In recent years, the state, like much of the country, has seen an increase in hepatitis C cases, fueled by the opioid epidemic and injection drug use. In North Carolina, hepatitis C cases have risen dramatically among rural white youth and young adults who have transitioned from taking opioid pills to injecting drugs. In fact, the journal reports, the rate of new diagnoses among 20- to 39-year-olds is 3.3 cases per 100,000 people in that age group, the highest in the state.
The new hepatitis counselor will serve Guilford County, which includes Greensboro, and surrounding central areas of the state. The counselor will oversee prevention messaging, testing and screening programs, and efforts to connect people with hepatitis C to treatment and care.
Hepatitis refers to inflammation of the liver, the body’s filtration system. Untreated, it can lead to liver damage, scarring (cirrhosis), the need for a liver transplant, and death. Hepatitis has many causes, including toxins, chemicals, excess fat and alcohol, and viruses, including hepatitis A virus (HAV), hepatitis B virus (HBV ) and hepatitis C virus (HCV).
According to the Hep Basics section on hepatitis C, the Centers for Disease Control and Prevention (CDC) estimates that approximately 3.5 million people in the United States are chronically infected with hepatitis C. New cases of HCV are increasing regularly, largely because of the opioid epidemic. The CDC estimates that there were 41,200 new cases of hepatitis C in 2016.
The good news is that thanks to advances in treatment over the past decade, hepatitis C is curable, usually with daily pills taken for just a few weeks. Unfortunately, medications are not always readily available.

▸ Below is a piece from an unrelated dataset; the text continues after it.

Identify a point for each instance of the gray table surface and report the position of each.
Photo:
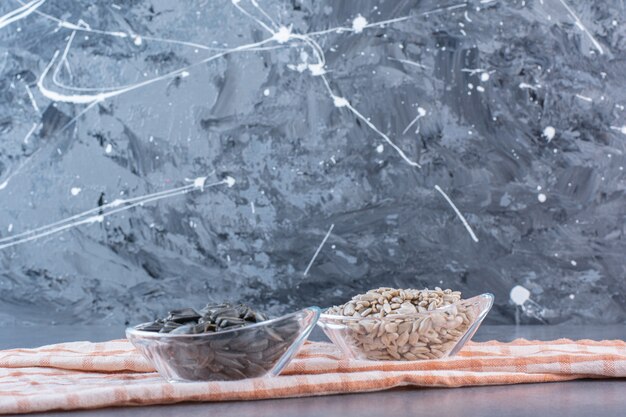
(576, 398)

In January 2021, the Department of Health and Human Services (HHS) released the Viral Hepatitis National Strategic Plan for the United States: A Roadmap to Elimination 2021–2025, which sets out five primary goals for the next five years. So, has the United States made any progress over the past year? Earlier this year, researchers and hepatitis advocates launched a partnership called Hep Elimination to assess the country’s progress in its efforts to end viral hepatitis.
Regarding how people contract the virus, the Hep Basics on Hepatitis C Transmission notes:
Hepatitis C (HCV) is transmitted when the blood of an infected person passes into the blood of an uninfected person. Hepatitis C is most easily transmitted through direct blood-to-blood contact, for example:
- Sharing needles and other equipment (accessories) used to inject drugs. Injection drug users (IDUs) who share needles, syringes and injection-related paraphernalia are most at risk of contracting HCV.
- Blood transfusions and organ transplants before July 1992. Widespread screening of the blood supply in the United States began in 1992.
- Sexual contact with someone who has HCV. The risk of becoming infected with hepatitis C through unprotected sex is low, but still possible. The risk of sexual transmission of HCV is higher in HIV-positive people and in men who have sex with men. Having sex with multiple partners, having a sexually transmitted disease, and rough sex can increase the risk of sexual transmission of HCV.
- Having an HCV positive mother. Women infected with hepatitis C have a 6% chance of transmitting the virus to their baby during pregnancy or childbirth. The risk increases significantly if the woman has HIV, hepatitis B, or a high HCV viral load (the amount of HCV in a measure of blood). The risk of hepatitis C transmission is doubled or tripled in women living with HIV. It is unlikely that hepatitis C can be transmitted through breastfeeding or breast milk.